Building a Face Detecting Robot with URLSessionWebSocketTask, CoreML, SwiftUI and an Arduino

Building a Face Detecting Robot with URLSessionWebSocketTask, CoreML, SwiftUI and an Arduino

iOS 13 marks the release of long-waited features like Dark Mode, but it also brought some needed changes on less popular aspects. Prior to iOS 13, creating socket connections required coding very low-level network interactions which made libraries like Starscream and Socket.io the go-to solution for sockets in iOS. Now with iOS 13, a new native URLSessionWebSocketTask class is available to finally make creating and managing socket connections easier for developers.

Some time ago I created a little side project that involved an Arduino-powered servo motor that menacingly pointed at people's faces with the help of CoreML, mimicking the Team Fortress 2 Engineer's Sentry Gun. With iOS 13, I decided to re-write that using the new Socket APIs and SwiftUI.

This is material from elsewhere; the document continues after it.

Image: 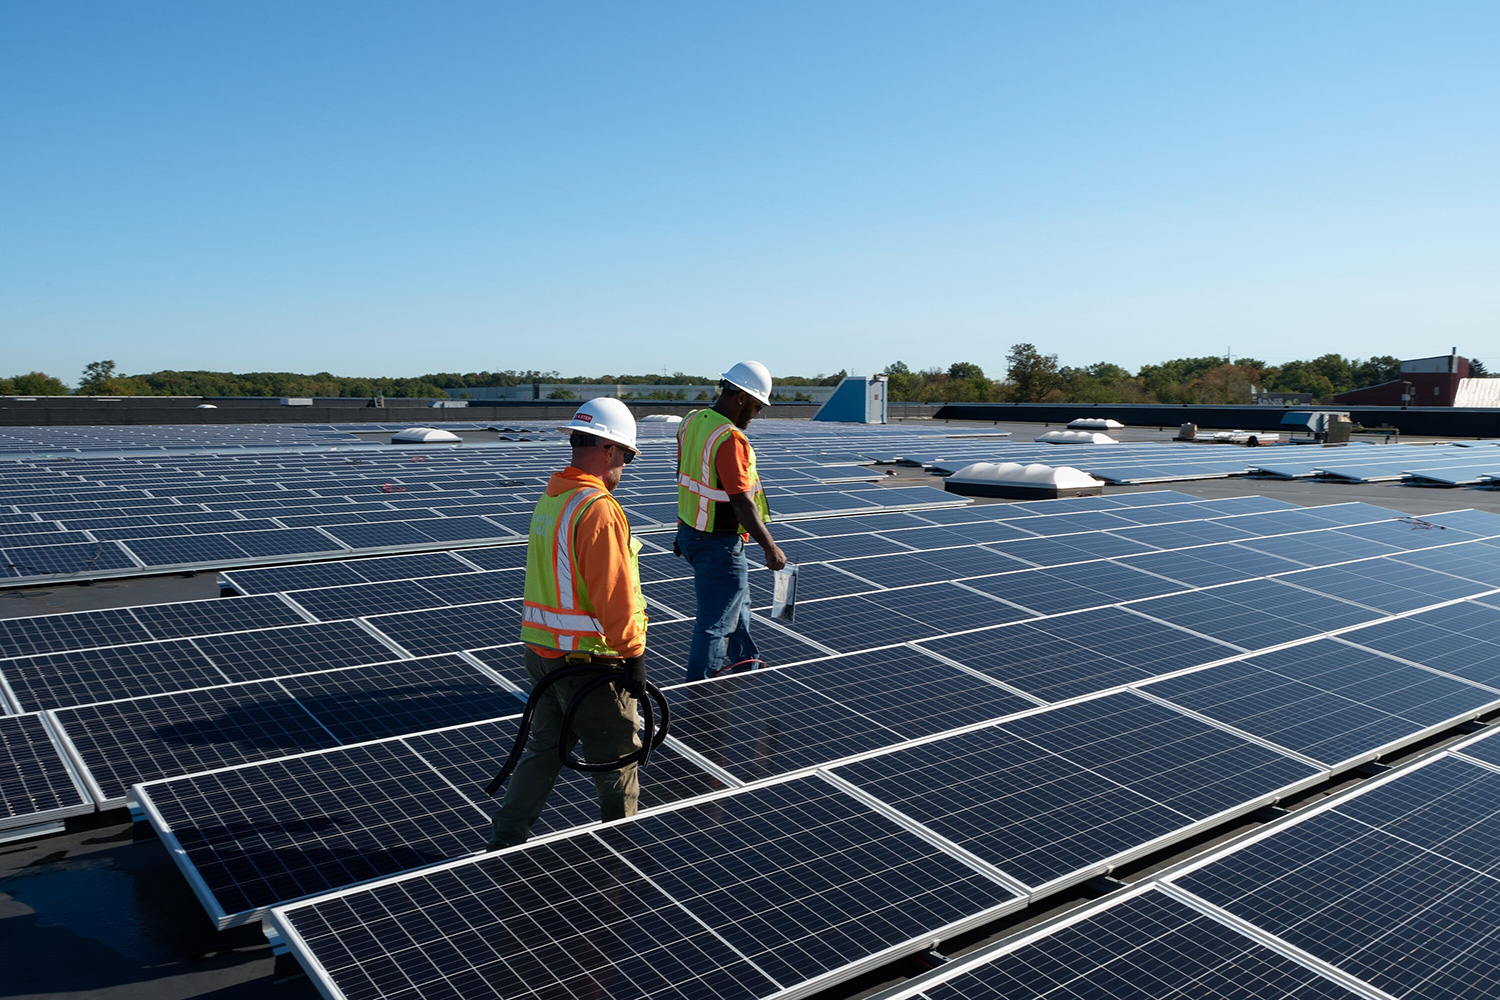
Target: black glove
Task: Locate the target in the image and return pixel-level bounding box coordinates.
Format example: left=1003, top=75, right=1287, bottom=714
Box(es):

Although the final project involves an Arduino and a Raspberry Pi, the focus will be the iOS part of it since Swift is the focus of this blog. If at the end you want more info about how the other components are connected, feel free to contact me with questions!

Organizing the ideas

Since this project has several components, lets detail what needs to be done. To build a face tracking murder robot, we'll need an iOS app that does the following:

* The app opens the user's camera.

* Each time the camera's frame is updated, we capture its output.

* The output is routed to Vision's VNDetectFaceRectanglesRequest.

* From the results, we draw rectangles on the screen to show where faces were detected.

* Assuming that the first found face is our target, we calculate the X/Y angles that our robot should face based on the face's bounds on the screen.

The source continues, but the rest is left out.